"There goes my story," thought Larry, regretfully.

It was not that he was hard-hearted or indifferent to Retto's sufferings. Simply that his newspaper instinct got ahead of everything else, as it does in all true reporters, who, if they have a "nose for news," will make "copy" out of even their closest friend, though they may dislike the operation very much.

"You had better go," the nurse advised Larry. "You will not be able to see him again for some

time—no one will be allowed to talk to him until he is on the road to recovery—if we can save him. He has a bad fracture."

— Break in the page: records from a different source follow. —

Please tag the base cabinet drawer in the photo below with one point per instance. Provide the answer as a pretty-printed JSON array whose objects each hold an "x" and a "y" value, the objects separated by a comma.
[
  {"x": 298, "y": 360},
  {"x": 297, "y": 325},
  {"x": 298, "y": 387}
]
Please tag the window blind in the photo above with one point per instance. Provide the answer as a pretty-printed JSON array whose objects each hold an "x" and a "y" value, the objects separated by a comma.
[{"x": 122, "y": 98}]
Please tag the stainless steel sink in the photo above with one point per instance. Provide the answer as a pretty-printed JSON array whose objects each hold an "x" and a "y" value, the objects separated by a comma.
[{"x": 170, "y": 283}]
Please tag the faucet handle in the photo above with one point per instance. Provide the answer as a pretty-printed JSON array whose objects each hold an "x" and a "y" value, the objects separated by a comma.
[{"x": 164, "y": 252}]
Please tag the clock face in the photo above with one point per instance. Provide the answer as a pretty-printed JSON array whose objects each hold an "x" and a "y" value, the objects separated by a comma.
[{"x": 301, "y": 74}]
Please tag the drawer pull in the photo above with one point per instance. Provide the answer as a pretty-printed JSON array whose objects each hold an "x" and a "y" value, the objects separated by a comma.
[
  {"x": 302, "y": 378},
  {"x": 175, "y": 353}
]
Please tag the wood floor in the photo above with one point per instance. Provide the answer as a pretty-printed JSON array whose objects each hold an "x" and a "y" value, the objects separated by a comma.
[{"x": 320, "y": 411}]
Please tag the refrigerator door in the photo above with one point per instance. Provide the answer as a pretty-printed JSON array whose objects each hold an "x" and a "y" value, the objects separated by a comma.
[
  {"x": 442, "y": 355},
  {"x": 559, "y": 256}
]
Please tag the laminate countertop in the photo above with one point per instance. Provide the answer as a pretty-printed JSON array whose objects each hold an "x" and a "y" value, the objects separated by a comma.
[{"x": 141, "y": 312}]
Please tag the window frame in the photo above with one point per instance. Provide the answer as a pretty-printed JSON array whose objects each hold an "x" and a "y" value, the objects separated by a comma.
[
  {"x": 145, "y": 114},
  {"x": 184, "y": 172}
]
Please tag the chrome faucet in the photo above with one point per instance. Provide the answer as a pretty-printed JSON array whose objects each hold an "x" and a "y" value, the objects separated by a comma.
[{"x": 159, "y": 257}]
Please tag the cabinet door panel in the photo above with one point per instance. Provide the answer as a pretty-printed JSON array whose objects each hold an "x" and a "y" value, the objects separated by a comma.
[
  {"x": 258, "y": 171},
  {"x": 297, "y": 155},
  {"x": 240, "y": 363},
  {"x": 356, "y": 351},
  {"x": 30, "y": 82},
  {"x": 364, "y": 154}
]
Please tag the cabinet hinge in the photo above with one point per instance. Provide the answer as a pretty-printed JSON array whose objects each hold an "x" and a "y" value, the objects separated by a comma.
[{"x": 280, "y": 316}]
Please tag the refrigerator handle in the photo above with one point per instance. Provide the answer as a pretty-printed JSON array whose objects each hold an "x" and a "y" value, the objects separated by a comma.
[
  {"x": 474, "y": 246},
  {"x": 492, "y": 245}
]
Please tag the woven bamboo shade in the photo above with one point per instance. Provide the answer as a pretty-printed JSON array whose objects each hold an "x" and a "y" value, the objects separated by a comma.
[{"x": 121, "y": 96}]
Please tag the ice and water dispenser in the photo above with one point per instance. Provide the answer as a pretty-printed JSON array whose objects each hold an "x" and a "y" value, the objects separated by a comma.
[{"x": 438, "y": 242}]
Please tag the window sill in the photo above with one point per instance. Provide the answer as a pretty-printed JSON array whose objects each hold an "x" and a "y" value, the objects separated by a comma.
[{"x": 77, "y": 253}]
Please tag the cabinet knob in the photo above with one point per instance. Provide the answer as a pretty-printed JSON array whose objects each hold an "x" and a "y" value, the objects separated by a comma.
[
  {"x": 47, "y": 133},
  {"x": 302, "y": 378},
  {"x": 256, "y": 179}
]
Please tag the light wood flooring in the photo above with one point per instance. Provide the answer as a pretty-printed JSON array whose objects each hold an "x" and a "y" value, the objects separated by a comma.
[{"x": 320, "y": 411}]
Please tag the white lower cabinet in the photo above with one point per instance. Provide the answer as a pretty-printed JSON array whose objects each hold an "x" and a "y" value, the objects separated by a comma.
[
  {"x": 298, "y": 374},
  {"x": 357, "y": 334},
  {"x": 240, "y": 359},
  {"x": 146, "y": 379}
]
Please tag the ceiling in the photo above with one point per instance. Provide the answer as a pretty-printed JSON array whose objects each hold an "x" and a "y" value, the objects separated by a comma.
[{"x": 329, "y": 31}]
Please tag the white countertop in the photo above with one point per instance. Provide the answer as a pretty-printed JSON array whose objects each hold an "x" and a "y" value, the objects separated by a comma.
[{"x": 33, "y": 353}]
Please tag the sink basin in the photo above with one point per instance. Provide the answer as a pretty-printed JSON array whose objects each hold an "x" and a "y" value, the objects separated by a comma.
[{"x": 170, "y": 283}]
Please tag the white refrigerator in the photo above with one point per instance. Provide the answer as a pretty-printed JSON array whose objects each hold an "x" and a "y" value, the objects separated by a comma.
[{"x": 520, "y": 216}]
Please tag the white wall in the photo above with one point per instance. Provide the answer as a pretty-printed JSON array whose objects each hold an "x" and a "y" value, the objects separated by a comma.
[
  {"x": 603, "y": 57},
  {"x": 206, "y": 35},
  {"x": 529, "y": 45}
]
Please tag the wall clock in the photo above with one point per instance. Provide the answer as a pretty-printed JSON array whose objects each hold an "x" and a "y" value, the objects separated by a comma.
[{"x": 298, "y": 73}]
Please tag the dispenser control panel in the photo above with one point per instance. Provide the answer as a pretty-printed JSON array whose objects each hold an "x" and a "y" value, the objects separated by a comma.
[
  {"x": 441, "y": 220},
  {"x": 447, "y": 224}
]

Much disappointed, Larry left the hospital. It was hard to be almost on the verge of getting the story and then to see his chance slip away.

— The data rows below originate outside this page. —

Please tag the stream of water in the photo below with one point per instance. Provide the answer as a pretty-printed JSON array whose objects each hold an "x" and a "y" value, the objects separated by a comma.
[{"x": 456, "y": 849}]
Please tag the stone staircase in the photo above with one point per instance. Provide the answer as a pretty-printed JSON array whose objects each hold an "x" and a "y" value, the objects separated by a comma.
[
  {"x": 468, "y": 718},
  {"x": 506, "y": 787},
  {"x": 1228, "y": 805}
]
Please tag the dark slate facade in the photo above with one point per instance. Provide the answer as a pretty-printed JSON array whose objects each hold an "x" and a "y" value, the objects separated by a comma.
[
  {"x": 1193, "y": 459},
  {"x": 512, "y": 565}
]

"I'm sure he was just going to tell me where Mr. Potter is," thought the reporter. "Now it means a long wait, if I ever find out at all from him."

He told Mr. Emberg what had happened. The city editor decided to follow out his first plan, of not connecting the accident at the pier with the Potter mystery.

"If he has to be operated on for a fractured skull," Mr. Emberg remarked to Larry over the wire, "he will be in no condition to tell his name, or give any information for some time. The story is safe with him. Now you'd better get busy on some other line of the case. The Scorcher is out, but they only have a scare yarn, without any foundation, to the effect that Mr. Potter is still in Italy, and that his family knows where he is."

"That's all bosh!" exclaimed Larry.

"That's what I think," the city editor said. "Now get on the job, Larry, and arrange to give us a good story for to-morrow. Keep watch of Retto, and as soon as the doctors will let you see him try again, though of course it may not be for several days."